Si le dispositif expérimental déroge à la règle du remplacement unique, l’ensemble du régime juridique du CDD de droit commun demeure applicable. Ainsi, la violation du formalisme contractuel et des règles de recours au contrat précaire emporte les risques suivants :
- sanctions prud’homales ( requalification en CDI avec versement d’une indemnité de requalification, requalification de la rupture en licenciement injustifié) ;
- sanctions pénales (pouvant être constatées par l’inspecteur du travail).
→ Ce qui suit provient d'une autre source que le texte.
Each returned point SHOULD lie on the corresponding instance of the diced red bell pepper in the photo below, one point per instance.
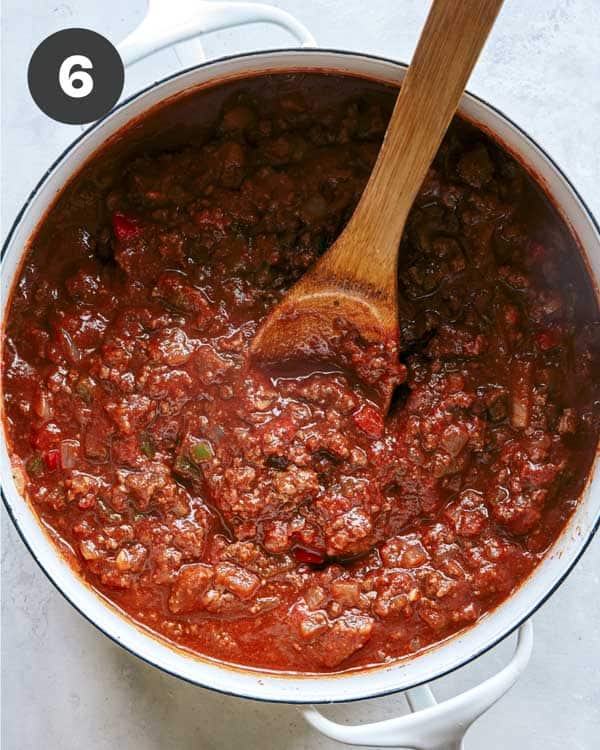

Pour une personne physique telle que le président de l’association, 3 750 euros d’amende (7 500 euros et six mois d’emprisonnement en cas de récidive) ; pour une personne morale, le montant de l’amende est quintuplé, soit 18 750 euros (37 500 euros en cas de récidive).
Foire aux questions : quelle valeur juridique ?
Si ce document se veut pédagogique, il n’est opposable par l’employeur ni à l’Administration (en cas de contrôle de l’inspection du travail, notamment) ni au juge. En clair, en cas de litige civil ou pénal, l’employeur ne peut pas se dégager de sa responsabilité en indiquant avoir respecté la FAQ. La vigilance et la prudence doivent donc être de mise pour le déploiement de cette expérimentation pour laquelle les structures du secteur font, en pratique, office de cobaye.